I consider myself to be very fearless almost to the point of, ‘Am I naive, or am I fearless?’ You have to have that discussion with yourself. I would definitely say it came to me with the documentary. It’s pretty recent that I’ve figured out what I wanted to do. 

I love the set up that I have right now with commercials at RSA on the one hand - those are short, fast productions where you get to meet and collaborate with all these creative people. Then you have the documentary side where you’re so committed to the project for so long, you really have to believe in yourself and the  project. 



LBB> What are your biggest strengths as a filmmaker?



Clara> I would say that it is that fearlessness. You have to go with your gut, collaborate, trust your team. You have to try out things and be open to change like our horse racing shoot. I get so interested in whatever subject I’m working on. With the horse racing, hearing the mindset of the jockey, but also considering the horses. There are just so many levels to everything. 



LBB> What kind of commercials projects do you want to do?
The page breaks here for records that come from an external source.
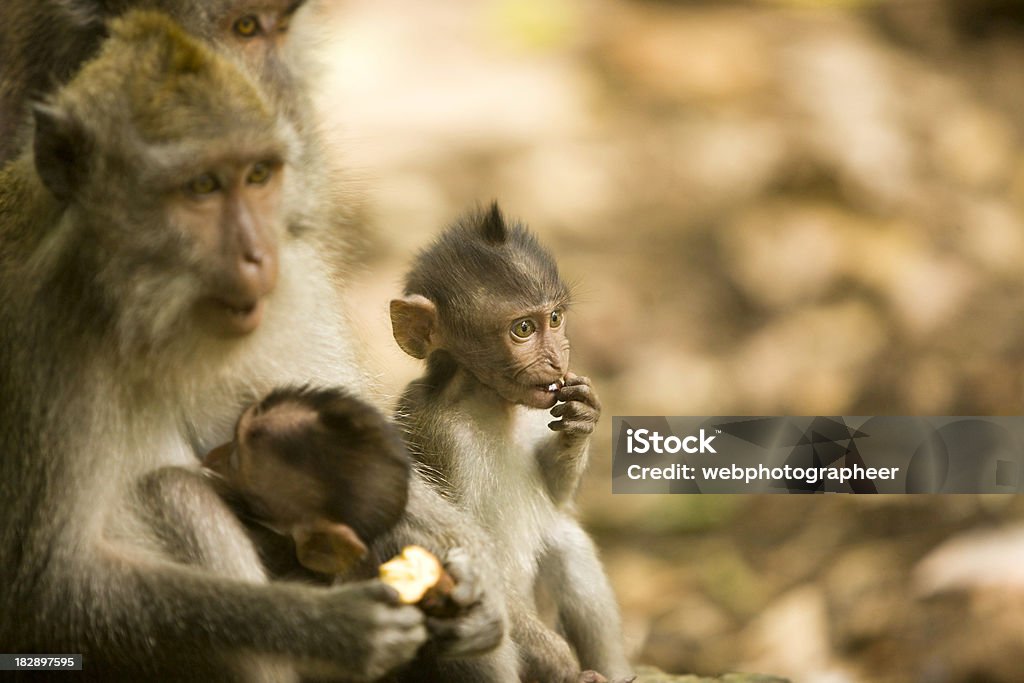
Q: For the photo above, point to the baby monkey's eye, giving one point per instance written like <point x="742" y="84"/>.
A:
<point x="522" y="329"/>
<point x="247" y="26"/>
<point x="203" y="184"/>
<point x="259" y="174"/>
Clara> I would love to do car commercials. Two main reasons why I want to do car commercials: 1. Growing up in Sweden with Volvo commercials, which are very different from the landscape  ‘show off’ kind of car commercials that you see so often. They have succeeded in bringing humanity to their car commercials which I love. 2. But also, being a female, I love love love driving. I’m out racing all the time. My boyfriend’s on the motorcycle, I’m in the sports car. I see it in a different way, not only do I appreciate the details of the car, but the force and nature as well. That’s where I can bridge that documentary experience that I have and add the humanity aspect to it. And also because it’s a big interest of mine. 



LBB> What’s up next?



Clara> I am in the developing stages of a new documentary project, this one is even more lawless and wild than Slab City. It’s still taking shape, but I guess I am drawn to that environment.



LBB> Who or what inspires you?



Clara> I should be very honest. I think it is the people who I have committed a lot of time to working with. Even a girl like Kasey who is 13 years old and living off grid. She knows how to set up a solar panel. She knows how a generator works. I admire the people who I work with. It could be the DP standing in 125 degrees fahrenheit with heavy equipment. 

It’s such a privilege to do what I do. I admire the people who are letting me be part of their lives because I’m very private myself.